También puede mejorar otros aspectos de la salud. Y aunque el sedentarismo se asocia con diversas alteraciones metabólicas como resistencia a la insulina y diabetes mellitus tipo 2Los ejercicios de fuerza son eficaces para contrarrestar estas alteraciones metabólicas. En un estudio (Rehabilitación2015) en mujeres sedentarias entre 30 y 60 años, se observó que aquellas que seguían un entrenamiento de fuerza su nivel de azúcar en sangre basal ha disminuido.
Además, el ejercicio mejora el rendimiento físico. En un estudio de mujeres premenopáusicas sanas que nunca habían hecho ejercicio (Acceso gratuito J Sports Med2012) en el que se comparó el efecto de hacer ejercicios de fuerza para la parte superior del cuerpo o no hacerlos durante 10 semanas, encontraron que el ejercicio «mejora significativamente la Rendimiento de la fuerza muscular de las extremidades superiores.”, en palabras de los autores.

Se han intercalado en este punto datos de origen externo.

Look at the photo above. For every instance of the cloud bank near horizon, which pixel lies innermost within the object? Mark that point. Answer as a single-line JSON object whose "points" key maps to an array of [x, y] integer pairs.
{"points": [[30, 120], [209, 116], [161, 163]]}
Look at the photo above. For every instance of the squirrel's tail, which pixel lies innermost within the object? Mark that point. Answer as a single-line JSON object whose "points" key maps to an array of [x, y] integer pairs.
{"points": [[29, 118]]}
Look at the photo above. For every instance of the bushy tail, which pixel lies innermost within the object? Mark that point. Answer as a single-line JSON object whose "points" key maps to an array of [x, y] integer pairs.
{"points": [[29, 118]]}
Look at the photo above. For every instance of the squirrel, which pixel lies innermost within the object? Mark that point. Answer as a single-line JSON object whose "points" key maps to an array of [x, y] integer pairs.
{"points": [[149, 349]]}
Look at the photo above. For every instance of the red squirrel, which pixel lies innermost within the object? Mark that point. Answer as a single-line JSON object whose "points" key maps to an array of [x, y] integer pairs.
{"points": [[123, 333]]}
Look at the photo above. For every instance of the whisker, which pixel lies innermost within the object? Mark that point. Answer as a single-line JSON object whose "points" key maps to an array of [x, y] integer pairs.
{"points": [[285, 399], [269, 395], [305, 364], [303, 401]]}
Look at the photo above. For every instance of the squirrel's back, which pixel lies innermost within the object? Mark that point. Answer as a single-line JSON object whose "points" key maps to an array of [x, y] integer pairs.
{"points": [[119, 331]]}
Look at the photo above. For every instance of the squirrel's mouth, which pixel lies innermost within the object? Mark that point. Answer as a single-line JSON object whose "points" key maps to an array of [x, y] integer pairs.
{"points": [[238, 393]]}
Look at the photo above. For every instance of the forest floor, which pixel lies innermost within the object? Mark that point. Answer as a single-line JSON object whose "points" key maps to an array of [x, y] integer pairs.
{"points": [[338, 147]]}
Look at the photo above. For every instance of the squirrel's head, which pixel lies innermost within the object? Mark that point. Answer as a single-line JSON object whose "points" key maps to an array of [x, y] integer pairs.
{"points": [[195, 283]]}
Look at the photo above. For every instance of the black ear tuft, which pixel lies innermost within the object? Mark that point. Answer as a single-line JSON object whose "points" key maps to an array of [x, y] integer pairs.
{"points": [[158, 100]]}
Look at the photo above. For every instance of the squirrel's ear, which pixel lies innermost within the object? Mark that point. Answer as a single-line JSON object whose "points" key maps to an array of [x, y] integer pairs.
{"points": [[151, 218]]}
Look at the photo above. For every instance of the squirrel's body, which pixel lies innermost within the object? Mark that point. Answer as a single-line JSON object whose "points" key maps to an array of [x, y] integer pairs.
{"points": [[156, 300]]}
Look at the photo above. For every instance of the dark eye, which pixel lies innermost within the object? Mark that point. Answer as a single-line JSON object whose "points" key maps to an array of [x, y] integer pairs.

Ejercicios de brazos sin equipo.
Mejora la fuerza y los músculos de tus brazos. En casa es posible con ejercicios sencillos y sin ningún tipo de pesas, mancuernas u otro tipo de equipamiento. A continuación te presentamos 10 ejercicios que te ayudarán a lograrlo:
1. Inmersiones de tríceps
Con este ejercicio vamos a trabajar los trícepshombros y core, simulando fondos, además de mejorar la fuerza de extensión del codo.


¿Cómo se hace?
- Siéntate en un sofá o silla con las manos agarrando el borde.
- Desliza las caderas fuera del sofá, manteniendo las piernas extendidas y los talones apoyados en el suelo.
- Doble los codos y baje el cuerpo hasta que los brazos queden paralelos al suelo.
- Empújate con las manos para volver a la posición inicial y repite.
2. tabla alta
Un ejercicio muy completo que trabaja prácticamente todo el cuerpo, incluido brazos y hombros.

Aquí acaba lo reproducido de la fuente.